Over the last 6 months or so part of the tech team in dotMobi has been working on Instant Mobilizer, a site mobilizer service to help small businesses dip their toes in the waters of the mobile web. One of the big problems with content transcoding is deciding when it should be applied: if there is little hope of it working well another alternative should be offered.
In order to work out when content transcoding is likely to work well or not on a particular site or page, we decided to try out some Bayesian logic. Bayesian logic, named after its creator Reverend Thomas Bayes, appears to have become popular only about 270 years after it was devised, thanks to the invention of email and the subsequent deluge of spam.
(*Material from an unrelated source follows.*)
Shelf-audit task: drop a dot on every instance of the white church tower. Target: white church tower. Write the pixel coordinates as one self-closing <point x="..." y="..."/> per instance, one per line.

Thankfully, the advances in computing that made internet email possible have also enabled the application of Bayesian probability in a manner fast enough to be reasonable, an experience Reverend Thomas never lived to see. As ever, new problems and new solutions advance in lockstep.
We trained up a home-grown Bayes implementation using a corpus of human rated known-good and known-bad sites (sites that do/don't transcode well to mobile versions). In our first iteration of the test we used simple HTML tags as the training tokens, and gave the Bayes algorithm no prior knowledge of the world apart from what humans had previously rated as good or bad experiences. After a good deal of number crunching the following HTML tags emerged as the leading indicators of the likely success of page transcoding:
Good tags
- h4
- blockquote
- dl
- address
Bad tags (the "viagra" of tags):
- frame
- frameset
- noframes
- object
The bad tags are pretty obvious — even on a PC browser frames are usually a usability disaster. The object tag also needs no explanation: there is not much that can be done with a Flash object to make it work well on mobile devices.
The good tags are more interesting:
- h4 – probabably indicates a semantically designed page
- blockquote – tends to be used in "crafted", semantically-designed pages
- dl (definition list) – rarely used tag, mostly used by HTML cognoscenti
- address – ditto
In summary, and this isn't really surprising on hindsight, pages that are semantically (rather than visually) designed lend themselves best to being transcoded into other formats.